Le premier volet de l’analyse nécessite un examen tripartite :

a) Il y a d’abord ce qu’on appelle les « hypothèses » alléguées. L’allégation et l’utilisation d’hypothèses dans les appels de décisions ou d’actions du ministre du Revenu national dans les affaires d’impôt ou d’assurance-chômage sont chose unique dans les instances civiles. Cela découle principalement de deux arrêts de principes, Johnston v. M.N.R., [1948] R.C.S. 486 et M.N.R. v. Pillsbury Holdings Ltd., 64 DTC 5184. Les hypothèses alléguées ont le caractère de renseignements sur le fondement factuel de l’action du ministre, qu’il s’agisse d’une cotisation d’impôt établie en vertu de la Loi de l’impôt sur le revenu ou de la Loi sur la taxe d’accise ou d’un règlement rendu en vertu de la Loi sur l’assurance-emploi. Dans les faits, elles établissent la charge qui incombe à l’appelant. Si elles ne sont pas contestées, elles doivent être acceptées, aux fins du litige, comme étant exactes sur le plan factuel. Pour cette raison, il est d’une importance capitale que les hypothèses alléguées révèlent complètement, exactement et honnêtement le fondement de la décision du ministre et qu’elles incluent toutes les conclusions tirées par le ministre, quelle que soit la partie qu’elles favorisent.

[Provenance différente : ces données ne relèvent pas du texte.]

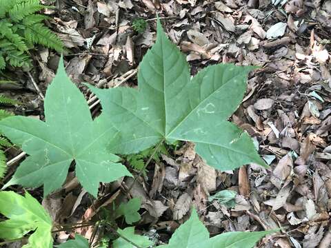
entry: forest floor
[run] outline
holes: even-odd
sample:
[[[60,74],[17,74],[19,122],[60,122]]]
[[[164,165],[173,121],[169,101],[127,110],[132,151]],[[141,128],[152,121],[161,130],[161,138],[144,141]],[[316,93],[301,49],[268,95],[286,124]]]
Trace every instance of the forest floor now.
[[[192,74],[219,63],[259,67],[250,74],[246,94],[231,120],[253,137],[271,169],[251,164],[218,172],[201,161],[192,143],[165,147],[131,191],[143,199],[137,230],[167,242],[193,205],[212,235],[281,227],[259,247],[330,247],[330,0],[51,2],[43,1],[56,6],[46,11],[48,25],[64,41],[67,73],[86,93],[94,116],[101,106],[81,83],[135,87],[138,65],[155,41],[157,13],[187,55]],[[17,114],[43,119],[41,96],[54,76],[59,54],[39,48],[32,51],[30,76],[17,71],[19,83],[1,87],[22,103],[12,110]],[[11,149],[8,158],[19,153]],[[127,163],[146,158],[141,154]],[[17,165],[10,165],[7,179]],[[93,199],[70,172],[63,190],[43,199],[43,205],[54,221],[88,220],[101,214],[101,205],[111,209],[125,199],[126,184],[130,185],[128,179],[104,184]],[[232,208],[208,200],[223,189],[238,193]],[[31,192],[41,198],[42,189]],[[93,229],[76,231],[90,238]],[[72,234],[60,232],[56,240],[63,242]]]

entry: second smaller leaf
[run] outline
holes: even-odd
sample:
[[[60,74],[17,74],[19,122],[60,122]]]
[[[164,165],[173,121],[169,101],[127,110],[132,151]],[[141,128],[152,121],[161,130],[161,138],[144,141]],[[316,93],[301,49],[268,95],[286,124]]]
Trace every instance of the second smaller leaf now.
[[[153,245],[153,242],[148,238],[134,234],[134,227],[126,227],[123,230],[119,228],[117,232],[132,242],[119,237],[114,241],[112,244],[114,248],[137,248],[137,246],[133,244],[138,245],[140,248],[148,248]]]
[[[0,214],[8,220],[0,222],[0,238],[13,240],[34,231],[22,248],[51,248],[52,220],[43,207],[26,192],[0,192]]]

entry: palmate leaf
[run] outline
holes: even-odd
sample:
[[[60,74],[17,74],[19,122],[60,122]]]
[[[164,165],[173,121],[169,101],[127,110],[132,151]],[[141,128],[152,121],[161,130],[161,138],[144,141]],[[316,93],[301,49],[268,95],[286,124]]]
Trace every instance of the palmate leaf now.
[[[117,232],[123,237],[139,245],[141,248],[148,248],[153,245],[153,242],[148,240],[148,238],[134,234],[134,227],[126,227],[123,230],[119,228],[117,229]],[[135,245],[128,242],[121,237],[115,240],[112,243],[112,246],[114,248],[137,248]]]
[[[220,64],[192,79],[190,68],[158,22],[157,39],[143,59],[139,90],[90,87],[108,121],[121,131],[111,149],[131,154],[160,141],[189,141],[209,165],[232,169],[251,162],[266,166],[245,132],[227,121],[243,99],[250,66]]]
[[[0,222],[0,238],[21,238],[33,231],[23,248],[52,247],[52,220],[29,193],[26,192],[24,197],[13,192],[0,192],[0,214],[8,218]]]
[[[61,187],[74,160],[78,180],[94,196],[99,182],[131,176],[117,163],[119,158],[106,150],[117,131],[101,121],[102,116],[92,121],[83,95],[66,74],[63,60],[47,90],[44,108],[46,122],[25,116],[0,121],[0,131],[30,155],[4,187],[43,184],[46,196]]]
[[[195,209],[191,216],[172,234],[169,244],[160,248],[252,248],[257,241],[274,231],[229,231],[209,238],[209,232],[199,220]]]

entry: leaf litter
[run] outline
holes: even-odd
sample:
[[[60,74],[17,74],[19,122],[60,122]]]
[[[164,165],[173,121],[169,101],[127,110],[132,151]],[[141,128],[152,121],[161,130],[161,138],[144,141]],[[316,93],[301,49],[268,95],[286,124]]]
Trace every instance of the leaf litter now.
[[[144,209],[136,229],[156,230],[159,240],[168,242],[178,224],[187,219],[188,203],[192,203],[211,234],[282,227],[277,235],[262,240],[260,247],[328,247],[330,1],[74,0],[58,4],[59,9],[49,13],[49,21],[70,50],[64,56],[68,72],[92,99],[90,105],[97,103],[94,115],[97,100],[81,83],[136,87],[132,70],[154,41],[157,12],[170,38],[185,52],[192,74],[221,62],[259,67],[250,74],[246,96],[231,119],[255,138],[271,169],[250,164],[221,172],[183,143],[160,156],[158,166],[149,166],[148,173],[135,183],[132,197],[141,199]],[[141,33],[132,28],[136,18],[147,20]],[[59,56],[52,51],[33,53],[40,68],[31,73],[45,92]],[[17,90],[6,90],[14,98],[24,98],[23,107],[14,110],[43,118],[38,92],[33,85],[28,87],[23,73],[17,75],[19,90],[26,94],[21,96]],[[19,152],[11,149],[8,156],[11,158]],[[57,193],[61,197],[44,203],[53,209],[52,218],[68,223],[96,218],[99,206],[119,205],[126,197],[119,187],[131,185],[130,180],[103,184],[99,198],[91,204],[88,194],[70,175]],[[151,185],[157,185],[157,193],[150,194]],[[237,192],[234,206],[210,200],[224,190]],[[40,192],[33,189],[32,194],[38,196]],[[67,198],[68,194],[74,198]],[[61,204],[66,207],[57,212],[54,206]],[[86,238],[92,236],[90,228],[77,231]],[[73,237],[60,234],[56,238],[61,242]]]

Étrangement, l’appelant est pour la première fois informé de la teneur de ce qu’on appelle les hypothèses lorsque le procureur général dépose une réponse à l’avis d’appel. Si je comprends bien, elles ne sont en général pas communiquées à l’appelant avant que le règlement soit rendu, et l’appelant (à cette étape il est un requérant) n’a pas la possibilité de les réfuter ou d’indiquer pourquoi le règlement qui lui est défavorable ne devrait pas être rendu. Au risque d’affirmer l’évidence même, cette omission constitue manifestement une atteinte fondamentale à l’un des préceptes les plus fondamentaux de la justice naturelle. Puisque nous savons de source sûre que pour arriver à la conclusion qu’il est convaincu ou qu’il n’est pas convaincu, le ministre doit exercer son pouvoir discrétionnaire, il est essentiel que le principe voulant que l’autre partie soit entendue soit respecté. En outre, l’omission de donner les motifs au moment où le pouvoir discrétionnaire est exercé est en soi une violation d’une autre règle cardinale de justice naturelle.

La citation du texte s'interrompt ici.